Everyone knows one. A friend or acquaintance you tolerate because a shared history or friend circle. He’s an asshole, but he’s your asshole. But why is he such an asshole?
Assholes: A Theory wants to explore the this segment of society. Why are people Assholes? How are they assholes? Can we distinguish different kinds of assholes? What kind of behaviour is asshole behaviour? What can we do about it?
A documentary with such a strong setup could be equal parts fascinating and hilarious. Unfortunately this is not that documentary, as while there are a few laughs and a few interesting examinations, the film peters out before it starts to hit the meat of the problem.
The film starts with an examination of what an asshole is.

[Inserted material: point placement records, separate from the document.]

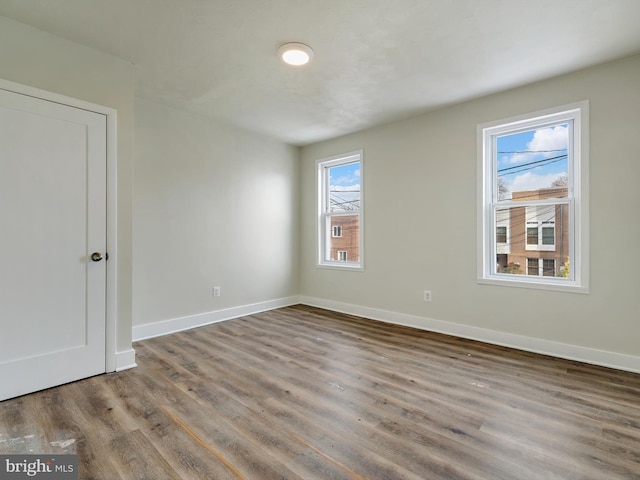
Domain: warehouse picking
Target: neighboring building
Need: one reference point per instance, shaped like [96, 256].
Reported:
[534, 240]
[345, 238]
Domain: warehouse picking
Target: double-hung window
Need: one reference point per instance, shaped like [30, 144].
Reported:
[533, 201]
[340, 211]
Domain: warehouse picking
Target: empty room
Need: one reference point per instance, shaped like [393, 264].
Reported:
[357, 239]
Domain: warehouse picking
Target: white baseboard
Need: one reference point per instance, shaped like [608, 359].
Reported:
[174, 325]
[603, 358]
[125, 360]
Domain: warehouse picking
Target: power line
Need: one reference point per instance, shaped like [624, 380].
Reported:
[534, 151]
[559, 157]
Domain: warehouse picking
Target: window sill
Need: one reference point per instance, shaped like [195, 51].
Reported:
[341, 266]
[536, 284]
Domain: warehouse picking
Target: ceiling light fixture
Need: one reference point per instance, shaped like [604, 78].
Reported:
[295, 53]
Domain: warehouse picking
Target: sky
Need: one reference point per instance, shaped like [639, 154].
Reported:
[517, 152]
[345, 182]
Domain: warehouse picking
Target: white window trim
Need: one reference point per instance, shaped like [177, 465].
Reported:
[323, 232]
[578, 203]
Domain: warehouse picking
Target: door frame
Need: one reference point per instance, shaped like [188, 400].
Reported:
[111, 314]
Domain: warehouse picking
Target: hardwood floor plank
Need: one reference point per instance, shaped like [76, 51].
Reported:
[300, 393]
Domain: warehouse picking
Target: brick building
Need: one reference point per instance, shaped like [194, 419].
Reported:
[345, 238]
[534, 240]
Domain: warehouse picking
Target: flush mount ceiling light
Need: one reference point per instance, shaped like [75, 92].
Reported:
[295, 53]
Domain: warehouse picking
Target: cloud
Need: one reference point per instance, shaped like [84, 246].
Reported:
[532, 181]
[346, 188]
[551, 138]
[541, 146]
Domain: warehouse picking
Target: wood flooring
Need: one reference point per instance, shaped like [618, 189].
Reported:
[303, 393]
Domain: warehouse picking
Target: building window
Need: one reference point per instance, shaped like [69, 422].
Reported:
[532, 196]
[340, 211]
[545, 267]
[501, 234]
[548, 267]
[532, 266]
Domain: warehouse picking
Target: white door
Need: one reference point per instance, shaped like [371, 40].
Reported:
[52, 219]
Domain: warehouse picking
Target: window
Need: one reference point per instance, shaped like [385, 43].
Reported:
[501, 234]
[548, 267]
[545, 267]
[340, 211]
[532, 266]
[533, 197]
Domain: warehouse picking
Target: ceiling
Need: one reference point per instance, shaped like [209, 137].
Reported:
[375, 60]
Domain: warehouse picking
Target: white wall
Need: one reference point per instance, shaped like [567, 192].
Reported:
[35, 58]
[214, 206]
[420, 220]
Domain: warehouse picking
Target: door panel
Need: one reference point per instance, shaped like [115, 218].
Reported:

There are many talking heads giving your take but the best definition comes from Aaron James, a professor at the University of California, Irvine who penned the book from which this documentary takes both its inspiration and its title.
”Allows himself to enjoy special advantages in social relations out of an entrenched sense of entitlement that immunizes him against the complaints of other people.”
It’s such a complete definition that I can’t imagine another one. The first third of the film examines the behaviours of the asshole, and what constitutes being an asshole (a favourite thought: if someone admits their an asshole, are they really?).
The second act of the film moves on to some case studies including a woman cop harassed by her colleagues and a long look at what happens when an asshole is elected to lead a country (spoiler alert: the film doesn’t talk about our neighbour to the south, which is refreshing).
All of this is on the one hand interesting but on the other the film loses some focus. By the time the third act rolls around the film hasn’t exactly forgotten about the questions posed above but also doesn’t really offer much in the way of resolution, either.
There are some fun talking heads to listen to (not the least of which is John Cleese) but at the end of the day Assholes: A Theory is a bit of a disappointment.